クラウドでのデバイスライフサイクル管理
はじめに
効果的なデバイスライフサイクル管理は、ネットワークデバイスのパフォーマンス、セキュリティ、寿命の最適化を目指す組織にとって極めて重要です。クラウドベースのデバイス管理ソフトウェアを活用することで、デバイスの導入、メンテナンス、廃止を効率化し、最終的にはコストを削減し、運用効率を向上させることができます。

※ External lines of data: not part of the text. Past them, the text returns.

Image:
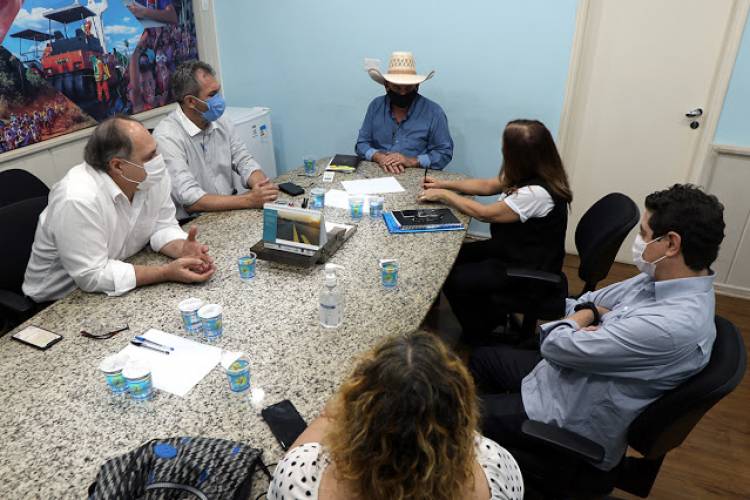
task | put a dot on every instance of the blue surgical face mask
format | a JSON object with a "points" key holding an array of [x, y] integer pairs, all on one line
{"points": [[216, 106]]}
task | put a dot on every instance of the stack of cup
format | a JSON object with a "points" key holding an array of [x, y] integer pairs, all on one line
{"points": [[356, 204], [389, 273], [308, 162], [112, 367], [317, 198], [138, 377], [238, 373], [211, 321], [189, 312], [376, 207], [246, 266]]}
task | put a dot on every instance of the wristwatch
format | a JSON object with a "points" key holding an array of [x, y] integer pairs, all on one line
{"points": [[591, 307]]}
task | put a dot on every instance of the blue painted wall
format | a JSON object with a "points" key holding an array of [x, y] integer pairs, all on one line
{"points": [[734, 123], [495, 61]]}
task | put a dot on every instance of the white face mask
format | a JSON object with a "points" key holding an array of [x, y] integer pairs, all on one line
{"points": [[639, 246], [154, 168]]}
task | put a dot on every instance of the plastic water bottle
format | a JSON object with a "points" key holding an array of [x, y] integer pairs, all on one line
{"points": [[331, 299]]}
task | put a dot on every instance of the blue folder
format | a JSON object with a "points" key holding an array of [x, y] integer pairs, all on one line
{"points": [[390, 223]]}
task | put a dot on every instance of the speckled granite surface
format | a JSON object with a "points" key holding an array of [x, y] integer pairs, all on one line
{"points": [[59, 422]]}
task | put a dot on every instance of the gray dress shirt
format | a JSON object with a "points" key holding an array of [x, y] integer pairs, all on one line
{"points": [[595, 383], [199, 161]]}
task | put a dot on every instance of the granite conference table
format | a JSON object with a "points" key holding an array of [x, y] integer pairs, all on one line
{"points": [[58, 423]]}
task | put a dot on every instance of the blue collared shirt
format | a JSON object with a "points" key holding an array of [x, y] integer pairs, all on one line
{"points": [[595, 383], [424, 133]]}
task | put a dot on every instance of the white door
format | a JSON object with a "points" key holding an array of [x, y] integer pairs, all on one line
{"points": [[640, 66]]}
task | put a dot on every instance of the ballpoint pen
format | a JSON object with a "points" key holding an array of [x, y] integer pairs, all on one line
{"points": [[151, 342], [140, 343]]}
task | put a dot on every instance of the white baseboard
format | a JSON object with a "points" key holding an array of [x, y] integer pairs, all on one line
{"points": [[732, 290]]}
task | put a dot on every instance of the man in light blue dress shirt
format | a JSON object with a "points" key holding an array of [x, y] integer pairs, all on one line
{"points": [[203, 151], [619, 348], [404, 129]]}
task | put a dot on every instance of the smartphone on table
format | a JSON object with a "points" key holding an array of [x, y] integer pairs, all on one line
{"points": [[285, 422]]}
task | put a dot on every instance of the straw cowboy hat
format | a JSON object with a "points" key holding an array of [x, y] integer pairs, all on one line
{"points": [[401, 71]]}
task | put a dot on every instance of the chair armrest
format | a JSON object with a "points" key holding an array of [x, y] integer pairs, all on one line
{"points": [[15, 302], [534, 275], [561, 439]]}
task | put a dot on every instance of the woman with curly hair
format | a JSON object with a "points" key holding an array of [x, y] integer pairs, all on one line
{"points": [[402, 426], [527, 222]]}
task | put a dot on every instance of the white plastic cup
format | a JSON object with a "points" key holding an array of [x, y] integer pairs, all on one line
{"points": [[211, 321], [189, 312], [112, 367], [138, 377]]}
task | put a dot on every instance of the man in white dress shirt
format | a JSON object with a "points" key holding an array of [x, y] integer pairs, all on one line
{"points": [[202, 149], [106, 210]]}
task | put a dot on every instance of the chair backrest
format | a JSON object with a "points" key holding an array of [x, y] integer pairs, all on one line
{"points": [[17, 185], [18, 223], [665, 423], [600, 233]]}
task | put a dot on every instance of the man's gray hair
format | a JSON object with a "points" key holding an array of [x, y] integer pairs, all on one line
{"points": [[184, 82], [108, 141]]}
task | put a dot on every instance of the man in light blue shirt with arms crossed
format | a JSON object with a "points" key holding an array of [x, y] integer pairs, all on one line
{"points": [[622, 347], [404, 129]]}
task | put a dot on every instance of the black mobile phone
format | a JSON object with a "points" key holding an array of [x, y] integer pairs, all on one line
{"points": [[285, 422], [291, 188], [37, 337]]}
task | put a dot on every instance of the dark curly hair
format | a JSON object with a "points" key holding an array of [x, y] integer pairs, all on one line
{"points": [[529, 152], [405, 422], [696, 216]]}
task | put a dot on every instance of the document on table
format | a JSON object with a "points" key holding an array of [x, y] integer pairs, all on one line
{"points": [[179, 371], [337, 198], [378, 185]]}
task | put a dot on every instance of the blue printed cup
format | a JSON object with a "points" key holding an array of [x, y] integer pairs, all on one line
{"points": [[112, 367], [389, 274], [138, 378], [247, 267], [189, 312], [211, 321], [238, 374], [376, 207], [318, 198], [308, 162], [356, 206]]}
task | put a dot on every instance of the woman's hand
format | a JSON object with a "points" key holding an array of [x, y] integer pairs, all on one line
{"points": [[433, 195], [432, 183]]}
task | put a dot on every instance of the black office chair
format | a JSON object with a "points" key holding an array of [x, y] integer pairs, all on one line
{"points": [[599, 234], [557, 463], [18, 222], [17, 185]]}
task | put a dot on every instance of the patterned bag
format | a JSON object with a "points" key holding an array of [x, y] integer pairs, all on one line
{"points": [[180, 468]]}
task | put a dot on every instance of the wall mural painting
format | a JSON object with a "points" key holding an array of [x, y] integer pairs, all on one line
{"points": [[68, 64]]}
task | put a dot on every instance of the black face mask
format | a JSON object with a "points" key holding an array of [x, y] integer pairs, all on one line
{"points": [[402, 101]]}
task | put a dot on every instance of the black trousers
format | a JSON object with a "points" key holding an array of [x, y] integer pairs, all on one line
{"points": [[476, 275], [498, 372]]}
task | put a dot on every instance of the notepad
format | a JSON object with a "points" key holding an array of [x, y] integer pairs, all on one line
{"points": [[179, 371], [378, 185]]}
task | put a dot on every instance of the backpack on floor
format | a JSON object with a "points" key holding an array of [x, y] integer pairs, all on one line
{"points": [[180, 468]]}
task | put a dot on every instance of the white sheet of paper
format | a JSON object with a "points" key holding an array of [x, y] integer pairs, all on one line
{"points": [[373, 186], [178, 372], [337, 198]]}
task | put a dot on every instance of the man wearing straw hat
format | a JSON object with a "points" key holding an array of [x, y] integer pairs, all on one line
{"points": [[403, 129]]}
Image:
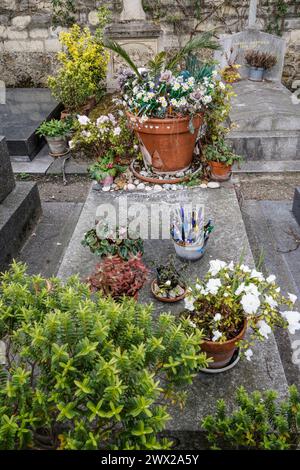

4このホワイトペーパーでは、クラウドベースのデバイス管理ソフトウェアAxisポートフォリオの概要を紹介し、ソフトウェア製品AXIS Device Manager EdgeおよびAXIS Device Manager Extendの主要コンポーネントと利点を紹介します。また、一般的なシステム設定についても説明し、当社のソリューションがデバイスのライフサイクル管理を簡素化し、ビジネスを成功に導く方法について説明します。
背景
今日のネットワーク化された世界では、IP ベースのデバイスは現代の監視およびセキュリティシステムの基幹となっています。これらのデバイスの台数および複雑さが増すにつれ、システムの信頼性、セキュリティ、最適なパフォーマンスを確保するには、効果的なデバイス管理が不可欠です。クラウドベースのデバイス管理は、組織の業務を合理化し、拡張性を高め、コスト削減を可能にする強力なソリューションです。クラウドベースのデバイス管理により、組織はデバイス群をリアルタイムで可視化し、日常的なタスクを自動化し、デバイスを常に最新の状態に維持して保護されていることを確保することができます。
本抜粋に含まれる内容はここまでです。